Month: October 2013
Every woman needs one good heartbreak in her lifetime. Yes she does! I choose to call it the Golden Heartbreak.
Remember your first love? You were a teenager, weren’t you? How did he make you feel? You would give anything to be with him every waking minute? You sneaked around when your parents weren’t looking? You lied to your mother; that you were visiting girlfriends? Going for a sleepover ‘kwa kina Shiro’ only to hook up with Njoro their neighbor? You grabbed any chance you got to gaze into his eyes and whisper sweet nothings to each other?
You got lost in him, didn’t you? You felt alive for the first time? All your senses tingled to his touch? You were stupefied by the chemistry between you when your fingers touched ? Even before your relationship could proceed to first base? And you wanted more? Second base and beyond? You were under his spell? He was great! He was adorable! And he loved you with all his heart? And you with all of yours?
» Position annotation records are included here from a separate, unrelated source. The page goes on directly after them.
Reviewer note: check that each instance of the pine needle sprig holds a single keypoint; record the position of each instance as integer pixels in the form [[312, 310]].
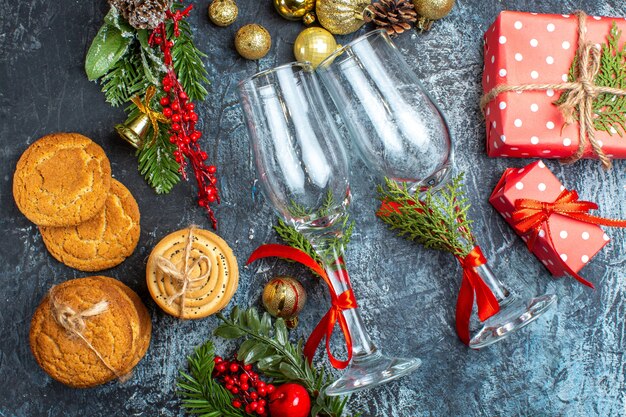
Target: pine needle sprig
[[199, 392], [268, 347], [438, 220]]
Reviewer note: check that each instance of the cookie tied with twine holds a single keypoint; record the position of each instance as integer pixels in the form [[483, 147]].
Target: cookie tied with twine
[[580, 94], [192, 273], [89, 331]]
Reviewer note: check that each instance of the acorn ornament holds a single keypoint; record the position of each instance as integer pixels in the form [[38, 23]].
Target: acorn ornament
[[314, 45], [253, 41], [223, 12], [296, 10], [284, 297], [429, 10]]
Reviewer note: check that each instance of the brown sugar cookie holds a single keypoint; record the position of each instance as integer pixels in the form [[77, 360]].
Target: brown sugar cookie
[[192, 273], [62, 179], [101, 242], [81, 334]]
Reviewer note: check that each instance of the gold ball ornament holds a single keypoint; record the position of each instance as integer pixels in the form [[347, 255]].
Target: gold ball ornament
[[341, 17], [253, 41], [296, 10], [223, 12], [429, 10], [314, 45], [284, 297]]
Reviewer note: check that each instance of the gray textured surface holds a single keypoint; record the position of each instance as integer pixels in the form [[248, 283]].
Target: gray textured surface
[[570, 363]]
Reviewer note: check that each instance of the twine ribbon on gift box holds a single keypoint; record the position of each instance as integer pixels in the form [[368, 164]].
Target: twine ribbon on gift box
[[74, 324], [581, 94], [339, 302], [183, 275], [530, 216]]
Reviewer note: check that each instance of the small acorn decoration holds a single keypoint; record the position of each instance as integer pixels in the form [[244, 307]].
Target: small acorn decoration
[[253, 41], [223, 12], [284, 297]]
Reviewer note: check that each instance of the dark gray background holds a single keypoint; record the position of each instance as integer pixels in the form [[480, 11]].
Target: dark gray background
[[569, 363]]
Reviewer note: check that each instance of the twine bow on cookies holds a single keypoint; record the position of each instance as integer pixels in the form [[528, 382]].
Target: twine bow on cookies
[[581, 94], [183, 275], [74, 323]]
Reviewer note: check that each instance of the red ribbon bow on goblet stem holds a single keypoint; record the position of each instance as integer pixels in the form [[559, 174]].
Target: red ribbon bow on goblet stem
[[530, 215], [343, 301]]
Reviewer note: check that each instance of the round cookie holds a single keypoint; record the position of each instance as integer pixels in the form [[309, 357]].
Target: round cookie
[[62, 179], [68, 358], [203, 297], [101, 242]]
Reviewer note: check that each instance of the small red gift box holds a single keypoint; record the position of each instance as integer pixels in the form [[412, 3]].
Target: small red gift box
[[530, 48], [572, 242]]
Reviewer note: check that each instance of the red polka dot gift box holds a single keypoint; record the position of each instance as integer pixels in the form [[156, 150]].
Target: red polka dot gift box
[[551, 220], [529, 70]]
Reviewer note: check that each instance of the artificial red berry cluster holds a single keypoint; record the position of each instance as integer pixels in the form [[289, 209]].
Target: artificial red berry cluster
[[248, 389], [181, 112]]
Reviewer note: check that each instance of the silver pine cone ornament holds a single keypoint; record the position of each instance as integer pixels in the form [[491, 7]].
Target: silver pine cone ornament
[[142, 14], [395, 16]]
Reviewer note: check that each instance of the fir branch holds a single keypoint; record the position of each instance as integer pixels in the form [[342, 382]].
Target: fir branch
[[187, 59], [199, 392], [438, 221], [267, 346]]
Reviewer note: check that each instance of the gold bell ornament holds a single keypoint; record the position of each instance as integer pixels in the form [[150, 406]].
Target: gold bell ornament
[[314, 45], [296, 10], [135, 130], [429, 10], [253, 41], [341, 17], [223, 12], [284, 297]]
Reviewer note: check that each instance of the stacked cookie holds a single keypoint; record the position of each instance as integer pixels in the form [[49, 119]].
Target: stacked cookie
[[192, 273], [88, 331], [88, 220]]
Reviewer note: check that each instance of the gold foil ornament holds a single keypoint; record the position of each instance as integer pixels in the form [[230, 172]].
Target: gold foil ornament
[[314, 45], [253, 41], [341, 17], [296, 10], [284, 297], [223, 12], [429, 10]]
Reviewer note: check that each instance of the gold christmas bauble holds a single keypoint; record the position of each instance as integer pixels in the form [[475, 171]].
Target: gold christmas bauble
[[341, 17], [433, 9], [253, 41], [223, 12], [314, 45], [294, 9], [284, 297]]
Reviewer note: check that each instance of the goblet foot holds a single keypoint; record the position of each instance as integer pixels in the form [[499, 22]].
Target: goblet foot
[[370, 370], [512, 316]]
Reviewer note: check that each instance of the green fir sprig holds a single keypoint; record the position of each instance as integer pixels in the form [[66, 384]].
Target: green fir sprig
[[610, 110], [437, 220]]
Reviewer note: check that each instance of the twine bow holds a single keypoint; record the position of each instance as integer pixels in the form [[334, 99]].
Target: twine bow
[[472, 284], [344, 301], [74, 323], [183, 275], [153, 115], [582, 92], [530, 216]]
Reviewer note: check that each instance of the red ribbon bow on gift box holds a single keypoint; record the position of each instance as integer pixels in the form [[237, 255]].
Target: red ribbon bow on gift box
[[530, 215], [344, 301]]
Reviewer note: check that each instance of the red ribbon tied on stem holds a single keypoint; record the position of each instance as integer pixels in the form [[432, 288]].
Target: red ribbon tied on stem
[[472, 284], [530, 215], [344, 301]]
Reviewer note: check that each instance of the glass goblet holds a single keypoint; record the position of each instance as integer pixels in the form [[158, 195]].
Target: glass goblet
[[303, 171], [401, 134]]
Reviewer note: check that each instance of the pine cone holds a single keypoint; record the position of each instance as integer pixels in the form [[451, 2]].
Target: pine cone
[[395, 16], [142, 14]]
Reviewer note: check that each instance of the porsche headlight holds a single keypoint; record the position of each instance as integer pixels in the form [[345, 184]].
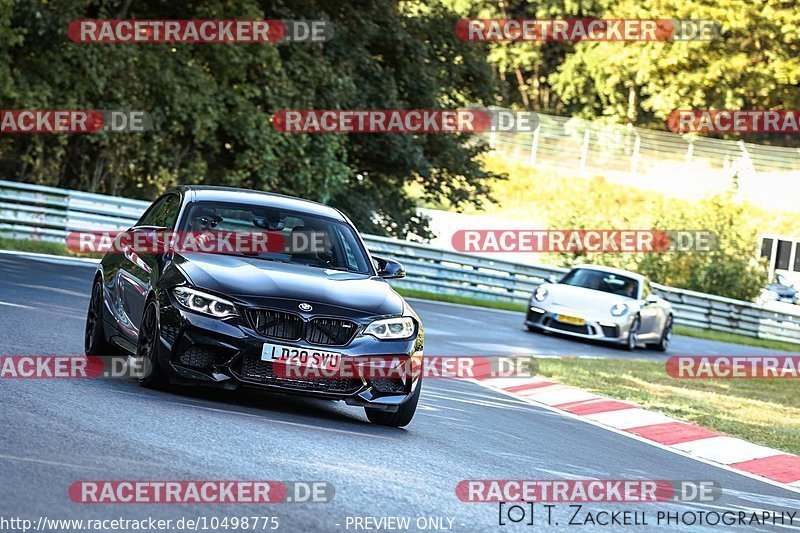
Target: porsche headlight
[[204, 303], [391, 328], [619, 309], [540, 294]]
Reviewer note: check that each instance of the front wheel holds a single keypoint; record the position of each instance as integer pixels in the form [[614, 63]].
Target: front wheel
[[399, 419], [153, 377], [633, 335], [94, 337], [666, 336]]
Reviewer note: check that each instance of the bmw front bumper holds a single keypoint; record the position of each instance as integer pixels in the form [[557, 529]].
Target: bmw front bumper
[[197, 349]]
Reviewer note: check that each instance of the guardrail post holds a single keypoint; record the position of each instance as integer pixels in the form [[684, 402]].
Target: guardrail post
[[535, 144], [635, 157], [585, 150]]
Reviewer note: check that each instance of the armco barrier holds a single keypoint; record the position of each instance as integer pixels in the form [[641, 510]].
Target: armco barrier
[[46, 213]]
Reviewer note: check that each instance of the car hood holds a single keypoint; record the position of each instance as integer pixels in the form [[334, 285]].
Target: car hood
[[584, 300], [262, 282]]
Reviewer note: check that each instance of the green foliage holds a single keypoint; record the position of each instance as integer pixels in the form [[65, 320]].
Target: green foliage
[[729, 269], [211, 104], [755, 64]]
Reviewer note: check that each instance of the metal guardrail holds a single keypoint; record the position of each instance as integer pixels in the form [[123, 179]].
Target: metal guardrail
[[45, 213]]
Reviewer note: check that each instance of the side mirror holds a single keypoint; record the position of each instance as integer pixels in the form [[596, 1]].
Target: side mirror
[[389, 268], [154, 235]]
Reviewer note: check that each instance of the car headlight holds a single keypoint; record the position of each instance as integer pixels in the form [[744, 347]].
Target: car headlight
[[391, 328], [540, 294], [619, 309], [204, 303]]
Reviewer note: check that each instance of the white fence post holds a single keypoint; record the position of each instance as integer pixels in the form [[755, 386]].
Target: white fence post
[[585, 150], [535, 143]]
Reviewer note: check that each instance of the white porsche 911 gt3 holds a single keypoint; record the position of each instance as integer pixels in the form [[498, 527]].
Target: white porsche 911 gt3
[[602, 303]]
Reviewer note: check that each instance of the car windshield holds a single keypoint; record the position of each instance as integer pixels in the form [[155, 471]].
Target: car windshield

Haaaaa…… Love! *SIGH*
So deep in love were you that you believed he was capable of no wrong, much less, of doing you wrong. He loved you, he would therefore never hurt you. Nobody could love you the way he did. When your mother said to be careful with boys, you were convinced that she did not have him in mind when she issued the caveat. She did not know this particular boy. If she knew him, she wouldn’t ask you to stay away from him. He was sweet. He was different. When your friends shared their experiences on how they’d been disappointed in love, you vouched for your love. He was not like the others.
Who could blame you? Who when love causes a woman to blossom?The care, the honey-sweet words, the praise, the admiration, the tender touch. Who would dare blame you when he made your heart sing? When he was the reason behind your smile and the spring in your step? You were in cloud nine, weren’t you? You believed with every fibre of your being that he was the one? The only one? You were justified then to believe that you were the only one for him too? How could you not when he made you feel so special?
You forgot who you were. You only saw who you were to him, with him and in him. You did not need anyone or anything else. Your very own Alejandro. A-ha! Your Mexican soap came to life. You were in love. Truly. Madly. Deeply.
Then something happened to change all that. He showed you that he was human. That being human, he is bound to err. When this happened, your little heart broke into tiny little pieces. You fell down all the way from cloud nine with a thud. You were devastated. Heartbroken. You tried to understand why he would hurt you if indeed he loved you. Love is not supposed to hurt, you reasoned. You cried in disappointment. Then you realized that this man who you held in such high esteem is not just human, he is flawed. He is selfish sometimes. Inconsiderate sometimes. He gets tired. He gets bored. He is no prince charming. Not even a knight in shining armour. He is just a man.
Just a man.
That thud, the tinkling noise that only you could hear as your heart shattered to tiny pieces, the heartbreak and the tears that accompanied it, these were the ultimate eye openers. Voila! A new woman was born. You would never be the same again.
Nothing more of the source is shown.